Welttag des Käses: Bastionen des weißen Goldes

Kaum zu glauben: Tatsächlich wird in einigen Ländern das Thema Milch und Käse museal aufbereitet. Ein Abstecher zu erstaunlichen Milch-, Molkerei- und Käsemuseen Europas.

Surreal! Unfassbar! Zauberhaft! Gäste des historischen Milchladens der Gebrüder Pfund in der Dresdner Bautzener Straße überschlagen sich nicht selten mit Superlativen. Tatsächlich ist das 130 Jahre alte Milchgeschäft, das seit 1997 als „Schönster Milchladen der Welt“ im Guinnessbuch der Rekorde verzeichnet und nach wie vor in Betrieb ist, ein Kleinod europäischer Milchkultur. Das Herzstück des 250 Quadratmeter großen Geschäftes sind die original aus 1892 erhaltenen Fliesenbilder von Villeroy & Boch. Das aufwendige Dekor erzählt kunstvoll die Geschichte des Molkereihandwerks. Zudem erfahren Besucher vieles über den Gründer der Dresdner Molkerei Paul Gustav Leander Pfund (1849–1923), der dieses schöne Geschäft einst gestalten ließ.

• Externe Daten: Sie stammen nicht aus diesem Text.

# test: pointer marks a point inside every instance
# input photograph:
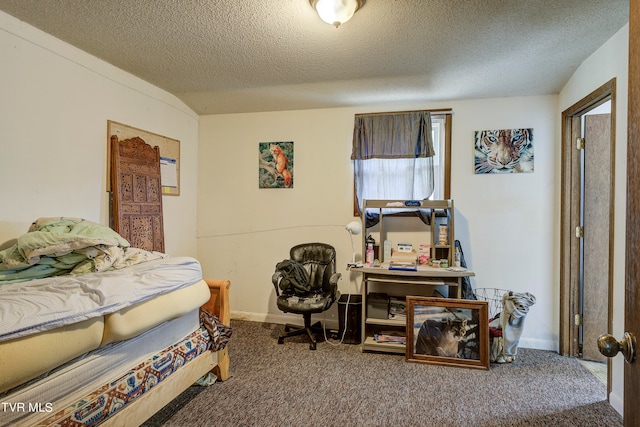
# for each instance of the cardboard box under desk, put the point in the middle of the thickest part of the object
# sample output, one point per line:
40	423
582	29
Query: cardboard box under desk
378	305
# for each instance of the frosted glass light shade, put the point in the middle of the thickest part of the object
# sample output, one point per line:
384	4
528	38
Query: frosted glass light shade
336	12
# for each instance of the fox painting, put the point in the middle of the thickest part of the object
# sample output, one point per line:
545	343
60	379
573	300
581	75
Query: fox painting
276	164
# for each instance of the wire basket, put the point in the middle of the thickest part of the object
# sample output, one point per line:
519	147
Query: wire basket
494	297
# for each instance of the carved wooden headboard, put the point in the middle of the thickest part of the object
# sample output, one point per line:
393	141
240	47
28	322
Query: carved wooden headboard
136	193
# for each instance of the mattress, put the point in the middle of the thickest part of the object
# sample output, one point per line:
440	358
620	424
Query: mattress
44	304
132	321
61	387
25	358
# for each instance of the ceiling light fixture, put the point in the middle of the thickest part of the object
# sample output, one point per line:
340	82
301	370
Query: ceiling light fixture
336	12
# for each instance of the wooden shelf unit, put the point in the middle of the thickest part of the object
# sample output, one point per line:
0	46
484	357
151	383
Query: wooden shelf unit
440	212
425	276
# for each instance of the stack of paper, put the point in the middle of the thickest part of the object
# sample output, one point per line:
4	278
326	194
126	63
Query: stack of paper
404	261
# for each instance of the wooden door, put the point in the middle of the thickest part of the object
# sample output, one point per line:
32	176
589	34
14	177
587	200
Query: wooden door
597	241
632	257
136	206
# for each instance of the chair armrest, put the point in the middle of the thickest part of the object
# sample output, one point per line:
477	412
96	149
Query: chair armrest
275	279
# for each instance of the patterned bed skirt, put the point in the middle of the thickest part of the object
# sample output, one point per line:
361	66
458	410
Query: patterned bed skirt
114	396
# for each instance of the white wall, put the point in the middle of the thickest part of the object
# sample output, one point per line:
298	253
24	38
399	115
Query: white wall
610	61
54	106
505	223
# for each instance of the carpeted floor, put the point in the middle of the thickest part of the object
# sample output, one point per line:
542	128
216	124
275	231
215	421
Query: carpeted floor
290	385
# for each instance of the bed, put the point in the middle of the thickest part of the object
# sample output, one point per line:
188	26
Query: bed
100	333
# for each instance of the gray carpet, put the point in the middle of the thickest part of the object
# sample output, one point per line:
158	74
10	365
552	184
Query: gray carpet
290	385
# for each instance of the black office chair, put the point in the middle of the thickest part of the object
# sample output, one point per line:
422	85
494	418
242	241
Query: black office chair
306	283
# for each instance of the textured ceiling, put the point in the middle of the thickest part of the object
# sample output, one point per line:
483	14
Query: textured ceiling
230	56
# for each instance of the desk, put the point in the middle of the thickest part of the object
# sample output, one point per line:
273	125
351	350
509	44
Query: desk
424	276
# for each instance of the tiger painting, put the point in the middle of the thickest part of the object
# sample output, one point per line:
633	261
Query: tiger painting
504	151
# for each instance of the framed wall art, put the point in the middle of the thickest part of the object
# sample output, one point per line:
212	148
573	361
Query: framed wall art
447	331
275	165
503	151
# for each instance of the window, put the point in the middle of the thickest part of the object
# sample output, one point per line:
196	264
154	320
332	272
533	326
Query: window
416	177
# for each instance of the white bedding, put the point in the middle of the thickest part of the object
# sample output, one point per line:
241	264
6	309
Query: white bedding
44	304
85	373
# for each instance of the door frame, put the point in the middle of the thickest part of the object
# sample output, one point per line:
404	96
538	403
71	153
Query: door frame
570	217
632	223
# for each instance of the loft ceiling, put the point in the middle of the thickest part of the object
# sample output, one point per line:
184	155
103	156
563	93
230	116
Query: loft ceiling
232	56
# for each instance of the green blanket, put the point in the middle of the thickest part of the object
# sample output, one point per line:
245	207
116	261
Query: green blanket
55	246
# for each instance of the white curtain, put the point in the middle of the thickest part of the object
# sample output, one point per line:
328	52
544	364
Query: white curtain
393	156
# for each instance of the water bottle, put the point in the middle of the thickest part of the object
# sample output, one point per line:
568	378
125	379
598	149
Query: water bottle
369	254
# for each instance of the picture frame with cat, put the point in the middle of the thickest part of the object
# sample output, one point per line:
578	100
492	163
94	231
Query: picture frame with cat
448	331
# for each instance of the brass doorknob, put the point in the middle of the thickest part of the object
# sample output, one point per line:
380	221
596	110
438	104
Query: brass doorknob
609	346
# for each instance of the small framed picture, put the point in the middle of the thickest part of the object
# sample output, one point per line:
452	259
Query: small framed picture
447	331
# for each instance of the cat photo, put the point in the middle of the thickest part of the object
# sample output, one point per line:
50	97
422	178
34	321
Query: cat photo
503	151
275	165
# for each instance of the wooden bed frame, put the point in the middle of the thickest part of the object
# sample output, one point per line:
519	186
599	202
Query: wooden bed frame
155	399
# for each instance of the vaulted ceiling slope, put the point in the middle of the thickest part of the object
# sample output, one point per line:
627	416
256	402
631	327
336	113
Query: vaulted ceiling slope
232	56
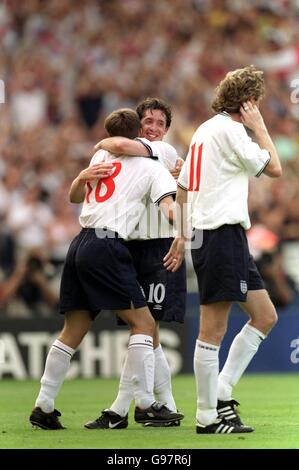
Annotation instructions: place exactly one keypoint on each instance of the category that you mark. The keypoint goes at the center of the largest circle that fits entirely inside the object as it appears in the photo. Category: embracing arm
(123, 146)
(167, 206)
(252, 118)
(175, 256)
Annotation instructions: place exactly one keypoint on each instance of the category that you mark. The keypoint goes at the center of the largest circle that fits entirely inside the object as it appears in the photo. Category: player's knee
(212, 335)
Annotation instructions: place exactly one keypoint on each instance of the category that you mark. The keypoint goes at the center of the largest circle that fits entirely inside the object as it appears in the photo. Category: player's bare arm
(167, 206)
(177, 169)
(94, 172)
(175, 256)
(252, 118)
(123, 146)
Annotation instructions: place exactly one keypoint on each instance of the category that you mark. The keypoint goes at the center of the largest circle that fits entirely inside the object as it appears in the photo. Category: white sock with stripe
(206, 369)
(57, 365)
(242, 350)
(121, 404)
(141, 364)
(162, 380)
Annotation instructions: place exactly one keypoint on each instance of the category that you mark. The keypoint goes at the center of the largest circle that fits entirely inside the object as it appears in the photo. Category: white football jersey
(221, 158)
(153, 223)
(117, 202)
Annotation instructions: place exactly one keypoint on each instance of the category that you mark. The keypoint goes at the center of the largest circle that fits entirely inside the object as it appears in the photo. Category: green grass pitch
(270, 403)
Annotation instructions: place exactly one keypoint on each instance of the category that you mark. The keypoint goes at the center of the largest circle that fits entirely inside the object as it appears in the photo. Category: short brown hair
(238, 86)
(154, 103)
(123, 122)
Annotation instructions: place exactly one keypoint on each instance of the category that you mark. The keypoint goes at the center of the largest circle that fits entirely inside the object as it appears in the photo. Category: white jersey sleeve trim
(148, 147)
(262, 169)
(172, 193)
(182, 186)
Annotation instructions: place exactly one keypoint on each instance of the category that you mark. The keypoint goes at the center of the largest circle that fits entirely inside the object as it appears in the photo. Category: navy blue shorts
(99, 274)
(165, 291)
(224, 268)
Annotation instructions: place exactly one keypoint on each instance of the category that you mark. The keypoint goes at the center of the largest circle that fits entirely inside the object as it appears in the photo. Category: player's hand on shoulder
(174, 258)
(95, 172)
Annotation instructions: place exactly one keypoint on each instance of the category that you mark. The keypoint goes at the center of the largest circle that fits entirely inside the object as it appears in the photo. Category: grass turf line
(269, 404)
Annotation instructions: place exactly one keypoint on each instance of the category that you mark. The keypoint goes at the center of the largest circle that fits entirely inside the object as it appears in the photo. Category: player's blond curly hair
(238, 86)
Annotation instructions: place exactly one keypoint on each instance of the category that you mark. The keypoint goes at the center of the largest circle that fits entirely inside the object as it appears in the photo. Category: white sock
(242, 350)
(141, 362)
(57, 365)
(121, 404)
(162, 380)
(206, 369)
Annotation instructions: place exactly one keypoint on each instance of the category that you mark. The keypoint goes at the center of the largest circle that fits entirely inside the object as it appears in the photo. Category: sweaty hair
(123, 122)
(154, 103)
(238, 86)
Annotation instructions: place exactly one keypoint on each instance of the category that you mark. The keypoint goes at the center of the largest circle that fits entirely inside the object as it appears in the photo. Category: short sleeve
(166, 153)
(163, 184)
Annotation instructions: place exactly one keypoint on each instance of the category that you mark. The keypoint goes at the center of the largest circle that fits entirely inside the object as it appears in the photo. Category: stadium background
(64, 65)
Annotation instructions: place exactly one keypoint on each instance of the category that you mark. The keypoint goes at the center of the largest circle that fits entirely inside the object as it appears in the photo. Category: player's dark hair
(237, 87)
(123, 122)
(155, 103)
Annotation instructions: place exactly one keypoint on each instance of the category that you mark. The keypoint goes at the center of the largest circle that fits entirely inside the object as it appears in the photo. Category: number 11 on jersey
(195, 168)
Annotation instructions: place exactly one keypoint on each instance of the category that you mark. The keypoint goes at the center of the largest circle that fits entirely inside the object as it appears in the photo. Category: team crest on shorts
(243, 287)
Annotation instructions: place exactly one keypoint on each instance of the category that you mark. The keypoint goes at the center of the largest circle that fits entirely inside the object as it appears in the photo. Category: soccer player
(215, 177)
(99, 273)
(165, 291)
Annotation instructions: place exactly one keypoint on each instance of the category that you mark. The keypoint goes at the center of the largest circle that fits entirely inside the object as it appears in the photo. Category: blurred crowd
(65, 64)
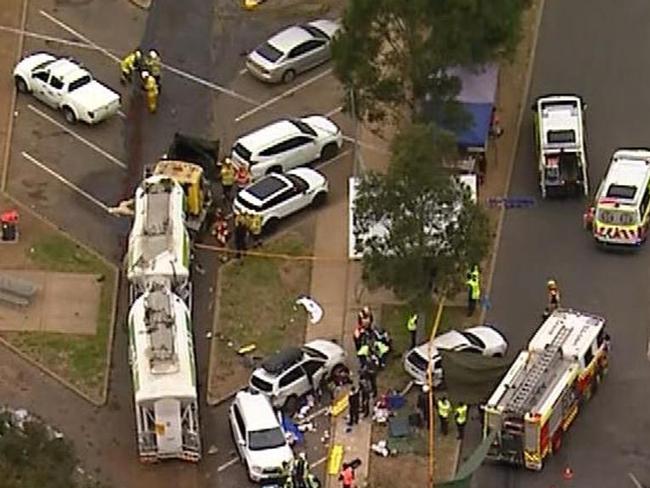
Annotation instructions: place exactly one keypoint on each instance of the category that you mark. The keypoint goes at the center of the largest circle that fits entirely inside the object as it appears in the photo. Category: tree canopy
(432, 231)
(392, 53)
(34, 455)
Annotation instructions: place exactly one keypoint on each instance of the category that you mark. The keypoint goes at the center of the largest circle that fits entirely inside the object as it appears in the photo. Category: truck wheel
(69, 115)
(21, 86)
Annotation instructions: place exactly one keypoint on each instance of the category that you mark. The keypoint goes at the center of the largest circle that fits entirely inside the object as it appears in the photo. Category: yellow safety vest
(461, 414)
(227, 175)
(444, 408)
(412, 323)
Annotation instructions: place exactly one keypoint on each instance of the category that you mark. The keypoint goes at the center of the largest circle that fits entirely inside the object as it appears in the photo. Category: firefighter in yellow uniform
(129, 64)
(255, 227)
(151, 87)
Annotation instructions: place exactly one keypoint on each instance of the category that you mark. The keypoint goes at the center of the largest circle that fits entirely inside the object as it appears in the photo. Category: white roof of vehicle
(257, 411)
(584, 330)
(561, 113)
(261, 138)
(164, 364)
(627, 168)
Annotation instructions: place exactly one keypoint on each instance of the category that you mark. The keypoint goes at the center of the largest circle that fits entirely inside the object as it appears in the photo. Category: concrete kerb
(513, 153)
(12, 104)
(111, 333)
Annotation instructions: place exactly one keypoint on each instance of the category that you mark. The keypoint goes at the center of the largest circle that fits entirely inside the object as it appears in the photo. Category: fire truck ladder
(527, 390)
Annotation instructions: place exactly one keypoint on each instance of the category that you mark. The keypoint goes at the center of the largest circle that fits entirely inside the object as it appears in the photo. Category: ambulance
(620, 212)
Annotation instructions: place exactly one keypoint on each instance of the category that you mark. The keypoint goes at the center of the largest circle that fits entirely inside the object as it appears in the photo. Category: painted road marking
(177, 71)
(67, 183)
(83, 140)
(282, 95)
(227, 464)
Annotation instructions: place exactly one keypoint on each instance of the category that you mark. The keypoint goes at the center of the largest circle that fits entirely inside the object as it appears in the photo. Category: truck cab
(559, 136)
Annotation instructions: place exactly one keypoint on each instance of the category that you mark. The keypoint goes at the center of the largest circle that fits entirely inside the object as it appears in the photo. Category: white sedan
(482, 339)
(64, 84)
(277, 196)
(287, 144)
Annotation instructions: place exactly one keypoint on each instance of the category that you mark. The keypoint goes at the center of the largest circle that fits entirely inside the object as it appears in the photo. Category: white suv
(284, 377)
(259, 437)
(277, 196)
(287, 144)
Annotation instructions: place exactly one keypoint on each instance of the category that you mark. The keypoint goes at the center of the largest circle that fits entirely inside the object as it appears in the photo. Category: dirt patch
(76, 358)
(257, 307)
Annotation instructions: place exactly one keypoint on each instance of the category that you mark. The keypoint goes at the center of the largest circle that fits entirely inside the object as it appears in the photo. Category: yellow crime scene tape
(335, 459)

Pfund kam, bereits in der Landwirtschaft bewandert, 1879 mit seiner Frau Mathilde, sechs Kühen und ebenso vielen Schweinen nach Dresden. Dem 30-Jährigen fiel damals eines sofort auf: Die Hygiene rund um die Milch ließ zu wünschen übrig. Sie wurde damals aus umliegenden Dörfern noch in offenen Pferdewagen – meist ungekühlt – in die Stadt gekarrt. Nachdem die Milch in Sammelstellen abgeliefert worden war, fuhren die knorrigen Kutschen, dann mit Altkleidern und Küchenabfällen beladen, zurück aufs Land. Für Pfund waren das unhaltbare Zustände, die er durch eine eigene Molkerei zu ändern suchte. 

 

Die Vielfalt holländischer Käse offeriert das Cheese Museum in Amsterdam 

©Getty Images/Inna Felker/IStockphoto.com

Erste Schaumolkerei

„In der Dresdner Görlitzer Straße eröffnete Pfund das erste Milchgeschäft. Durch Fenster im Verkaufsraum konnten Kunden zusehen, wie Kühe gemolken, die Milch zwei Mal durch feine Tücher geseiht und abgekühlt wurde“, sagt Simone Wülfing von der Dresdner Molkerei Gebrüder Pfund.  „Im Grunde war das die erste Schaumolkerei der Geschichte.“ Hatte man mit 150 Litern Milch pro Tag begonnen, wurden in den 30er-Jahren täglich 60.000 Liter in der Molkerei verarbeitet. Damals belieferte man die Stadt Dresden, grenzüberschreitend auch etliche Länder mit Milchprodukten: Butter, Obers, Käse, Joghurt, Kefir, Buttermilch, Milchpulver, auch Milchseife und Kondensmilch. Bald übersiedelte man an den größeren Standort in der Bautzener Straße, wo 1892 das schöne Milchgeschäft eröffnet wurde. Hier wird sichtbar, was für ein Ästhet und genialer Macher Paul Pfund gewesen ist. Er baute die Molkerei zum Mikrokosmos aus – mit Labor, Kartonagenfabrik, Druckerei, sogar eine Beschlagschmiede für 100 Pferde gehörte dazu. Pfund führte die Pasteurisierung ein und erfand die Kondensmilch. Simone Wülfing: „Heute kann man dieser Erfolgsgeschichte in unseren historischen Räumen nachspüren und dabei natürlich frische Milchprodukte genießen.“

Käsekosmos Frankreich

Von der Historie zu modernen Milchmuseen von heute. Im „Lactopôle André Besnier“ im französischen Laval, Départment Mayenne, erfährt man alles, wirklich alles, über Milch und Käse  – ausgehend von der handwerklichen Verarbeitung in den  50er-Jahren bis zu den industriellen Herstellungsmethoden unserer Tage. Besucher werden auch über neue, wissenschaftlich fundierte Erkenntnisse zu Milchprodukten und zeitgemäßer Ernährung informiert. Das „Lactopôle“ ist das größte Museum für Milch und Käse weltweit – mit 4.000 Gegenständen und Dokumenten auf 5.000 Quadratmetern. 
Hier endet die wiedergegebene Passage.